The proposed Revenue Reform Bills 2024 seek to amend/enact the Nigerian Tax Administration Bill, the Nigeria Revenue Service Establishment Bill, the Nigeria Tax Bill and the Joint Revenue Board Establishment Bill. The stated objectives of these bills include to expand Nigeria’s tax base, improve compliance, and establish sustainable revenue streams for the nation’s development.
Highlights of the piece of legislation include the new formula proposal of 60% VAT to credit of states shared based on derivation while 20% is based on population and the other 20% equally among the states. The most contentious part of the Bills seems to be the new provisions on VAT which some parts of the North have described as capable of impoverishing them.
However, since their introduction, controversies have trailed the proposals from those in opposition of the bills. The National Executive Council (NEC) comprising the 36 state governors and chaired by Vice President, Kashim Shettima, had while noting the need for sufficient alignment on the proposed reforms last October appealed to Mr. President to withdraw the Bills from the NASS to allow for wider consultations.
Just as Senator Ali Ndume representing Borno South declared the Bills as ‘dead on arrival,’ significant opposition from Alhaji Atiku Abubakar, northern governors and their 73 lawmakers have voiced concerns over the socio-economic impact of the bills to their region.

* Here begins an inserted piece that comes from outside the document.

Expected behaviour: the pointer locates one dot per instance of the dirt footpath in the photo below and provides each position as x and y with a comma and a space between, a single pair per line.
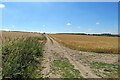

Conversely, proponents have thrown their weight behind the bills. Information Minister, Mohammed Idris, Former House of Representatives Speaker, Yakubu Dogara and Catholic Bishop of Sokoto, Hassan Mathew Kukah are among those emphasizing the transformative potentialities of the tax reform proposals. The Presidency has asked those opposed to the legislation to wait till the public hearing stage at the NASS to make their presentations.
Similarly, findings in a report by PUNCH online newspaper of 7th December 2024, indicate that 36 states of the federation with FCT are expected to receive additional N976bn in funding from FAAC – if the tax reform bills are fully implemented over the next 3 years.
In a dramatic twist of events – amidst growing pressure, the House of Representatives in a memo titled ‘Rescheduling of Special Session on Tax Reform Bills’ has suspended debate on the proposal. Following suit, the Senate at its Wednesday 4th December 2024 plenary presided over by Deputy Senate President, Barau Jibrin, announced halting further action on the said bills as a result of divisions regarding them. This was to make room for more consultations.
However, some 24 hours later, Senate President, Godswill Akpabio, declared that the bills have not been suspended. Even as the red chamber constituted a committee to liaise with a federal government delegation to resolve concerns raised on the bills, Akpabio insisted legislative work was still continuing on the proposal which has passed its second reading.
Meanwhile, as the legislative battle rages on, Nigerians watch with bated breath the unfolding debate – to be or not to be – of the complexities of the tax reform bills. While commending the Tinubu administration for its commitment to fiscal reforms, an examination of the proposed amendments will reveal other critical implications.
According to the Nigeria Inter-Bank Settlement System (NISS), the nation’s electronic payment transactions rose by 55% in 2023 to N600 trillion. This compares to N387 trillion in 2022. Yet, the VAT generation has been less than N10 trillion in the past few years. Tax payment should be incentivized.
X-raying the proposed increase in VAT from 7.5% to 10% will reveal a potential burden which will result in increased prices of goods and services. Consequently, the redistribution of income argument is flawed since the proposed increase is a flat rate.
Enter Clause 8 (2) of the Nigeria Tax Administration Bill 2024. Is this provision which makes Tax ID mandatory requirement for opening or operating a bank account not capable of discouraging banking habits – especially for non-formal sector employees?